Over the past three years a series of misdeeds has been uncovered at the San Francisco-based bank. Under pressure to meet demanding sales targets, staff opened 3.5m fake accounts and signed customers up for credit and debit cards without their consent. The bank charged people for car insurance they did not need and overcharged members of the armed forces for refinancing mortgages. Wells has had to set aside money to reimburse foreign-exchange and wealth-management clients. It has even had to refund mis-sold pet insurance.
These transgressions have cost the bank dear. Since 2016 Wells has paid more than $1.5bn in fines to federal and state regulators (including $500m to the OCC), plus $620m to resolve lawsuits brought by customers and shareholders. The Federal Reserve capped its balance-sheet at $2trn in February 2018—a limit that will stay until the Fed is satisfied that Wells has cleaned up its act. At the House hearing Mr Sloan admitted that Wells is operating under 14 consent orders (settlements agreed with regulators without admitting guilt).

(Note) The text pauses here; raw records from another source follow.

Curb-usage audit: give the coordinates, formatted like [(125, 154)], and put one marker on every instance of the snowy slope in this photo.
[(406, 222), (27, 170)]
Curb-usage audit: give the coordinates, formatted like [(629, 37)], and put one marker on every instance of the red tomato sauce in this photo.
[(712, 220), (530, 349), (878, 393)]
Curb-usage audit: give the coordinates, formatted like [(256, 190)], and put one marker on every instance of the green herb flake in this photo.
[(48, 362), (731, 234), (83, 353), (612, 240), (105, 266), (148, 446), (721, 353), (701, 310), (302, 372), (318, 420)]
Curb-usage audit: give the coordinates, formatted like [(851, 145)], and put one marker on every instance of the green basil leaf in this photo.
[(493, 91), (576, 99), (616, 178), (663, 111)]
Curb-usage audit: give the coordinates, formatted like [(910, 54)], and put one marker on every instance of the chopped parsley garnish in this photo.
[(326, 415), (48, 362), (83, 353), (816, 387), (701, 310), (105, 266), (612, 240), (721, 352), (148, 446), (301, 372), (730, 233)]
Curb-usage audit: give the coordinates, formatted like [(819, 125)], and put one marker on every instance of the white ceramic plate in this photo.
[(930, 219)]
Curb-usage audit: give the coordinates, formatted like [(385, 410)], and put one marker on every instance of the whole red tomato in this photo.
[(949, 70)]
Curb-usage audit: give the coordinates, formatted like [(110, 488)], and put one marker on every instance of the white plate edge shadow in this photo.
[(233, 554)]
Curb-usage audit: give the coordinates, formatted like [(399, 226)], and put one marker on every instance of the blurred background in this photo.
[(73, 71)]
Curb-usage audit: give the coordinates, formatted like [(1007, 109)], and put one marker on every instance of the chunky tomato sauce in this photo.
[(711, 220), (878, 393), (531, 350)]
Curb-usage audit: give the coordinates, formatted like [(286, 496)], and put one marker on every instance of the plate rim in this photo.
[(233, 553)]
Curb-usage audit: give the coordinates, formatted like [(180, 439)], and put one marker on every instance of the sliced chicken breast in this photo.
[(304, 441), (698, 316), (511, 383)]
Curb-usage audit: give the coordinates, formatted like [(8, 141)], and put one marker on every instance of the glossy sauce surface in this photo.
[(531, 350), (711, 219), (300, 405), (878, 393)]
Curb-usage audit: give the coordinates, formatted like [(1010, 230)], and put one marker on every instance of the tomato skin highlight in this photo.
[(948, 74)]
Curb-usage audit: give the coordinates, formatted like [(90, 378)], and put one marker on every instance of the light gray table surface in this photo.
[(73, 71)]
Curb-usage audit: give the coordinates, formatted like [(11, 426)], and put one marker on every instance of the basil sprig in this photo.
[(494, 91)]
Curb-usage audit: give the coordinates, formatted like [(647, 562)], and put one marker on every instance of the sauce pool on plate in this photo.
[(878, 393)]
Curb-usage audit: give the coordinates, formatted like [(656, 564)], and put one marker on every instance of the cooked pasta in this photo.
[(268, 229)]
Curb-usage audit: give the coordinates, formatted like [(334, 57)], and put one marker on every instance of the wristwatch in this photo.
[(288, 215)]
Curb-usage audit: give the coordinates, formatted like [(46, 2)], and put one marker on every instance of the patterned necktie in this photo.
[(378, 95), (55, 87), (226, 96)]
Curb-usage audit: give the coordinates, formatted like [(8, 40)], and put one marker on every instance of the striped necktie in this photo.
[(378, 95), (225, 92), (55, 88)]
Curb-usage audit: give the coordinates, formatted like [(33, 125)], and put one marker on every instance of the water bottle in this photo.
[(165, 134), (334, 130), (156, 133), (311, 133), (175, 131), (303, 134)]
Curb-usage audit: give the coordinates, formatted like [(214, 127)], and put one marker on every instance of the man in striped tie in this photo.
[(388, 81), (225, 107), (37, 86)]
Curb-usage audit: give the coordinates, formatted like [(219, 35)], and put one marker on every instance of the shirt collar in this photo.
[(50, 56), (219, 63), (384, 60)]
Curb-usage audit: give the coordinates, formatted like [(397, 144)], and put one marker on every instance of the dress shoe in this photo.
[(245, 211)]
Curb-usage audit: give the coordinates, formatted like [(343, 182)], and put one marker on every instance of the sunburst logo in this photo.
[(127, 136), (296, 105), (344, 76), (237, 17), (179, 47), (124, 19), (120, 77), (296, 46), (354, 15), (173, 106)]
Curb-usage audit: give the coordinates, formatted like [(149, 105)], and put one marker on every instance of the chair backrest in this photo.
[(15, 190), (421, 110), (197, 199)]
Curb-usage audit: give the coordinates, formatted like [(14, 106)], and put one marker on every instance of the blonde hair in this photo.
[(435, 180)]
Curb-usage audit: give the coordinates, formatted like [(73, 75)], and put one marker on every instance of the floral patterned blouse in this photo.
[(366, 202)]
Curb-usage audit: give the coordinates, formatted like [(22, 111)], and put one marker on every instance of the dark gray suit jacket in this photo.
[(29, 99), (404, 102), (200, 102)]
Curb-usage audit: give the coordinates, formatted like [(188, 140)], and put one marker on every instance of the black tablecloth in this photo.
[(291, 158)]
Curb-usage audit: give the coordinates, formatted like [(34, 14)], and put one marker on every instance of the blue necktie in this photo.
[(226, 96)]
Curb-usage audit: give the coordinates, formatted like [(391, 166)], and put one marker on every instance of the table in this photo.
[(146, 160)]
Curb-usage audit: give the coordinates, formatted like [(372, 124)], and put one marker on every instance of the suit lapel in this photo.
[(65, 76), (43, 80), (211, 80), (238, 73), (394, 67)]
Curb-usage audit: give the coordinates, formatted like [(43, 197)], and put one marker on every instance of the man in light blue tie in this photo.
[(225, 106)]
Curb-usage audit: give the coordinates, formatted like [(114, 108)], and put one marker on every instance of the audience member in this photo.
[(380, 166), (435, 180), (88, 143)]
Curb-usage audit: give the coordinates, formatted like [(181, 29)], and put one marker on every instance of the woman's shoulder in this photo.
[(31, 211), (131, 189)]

Investors are grumbling too. Wells’s share price fell by 24% in 2018 (though it has begun 2019 more steadily). The asset cap, which Mr Sloan expects to stay in place all this year, is starting to bite, while rival megabanks can take advantage of America’s robust economy to lend more. In recent times Wells has enjoyed a higher return on equity than its competitors. Last year it was overtaken by JPMorgan Chase.
Mr Sloan—who assumed the top job in 2016 after his predecessor, John Stumpf, was forced out amid the fake-accounts scandal—insists that Wells has reformed. He told the committee that the offending sales targets have been changed. The 5,300 workers who opened phoney accounts have been sacked. A quarter of Wells’s board members stepped down in 2018.
The result, he claims, is a more customer-friendly bank. For instance, Wells has revised its overdraft rules, to make them more lenient on those who make mistakes. If a withdrawal is made the day before a customer’s monthly pay-cheque clears, the customer will no longer be charged.
But lawmakers and regulators are still furious. “Each time a new scandal breaks, Wells Fargo promises to get to the bottom of it,” said Mr McHenry at this week’s hearing. “But then a few months later, we hear about another case of dishonest sales practices or gross mismanagement.”
Other banks are not guiltless, but in this category of sin Wells has been in a league of its own. In June the same committee quizzed the OCC after it ended an investigation into malpractice at other banks without publishing its findings. It emerged that employees at unnamed banks had opened around 10,000 fake accounts. But that is minuscule next to the tally at Wells.
Even so, there is some small consolation for Mr Sloan: he will not be the only one in the pillory. In April the heads of all America’s large banks are due to testify before Ms Waters’s committee. She is probably just getting started.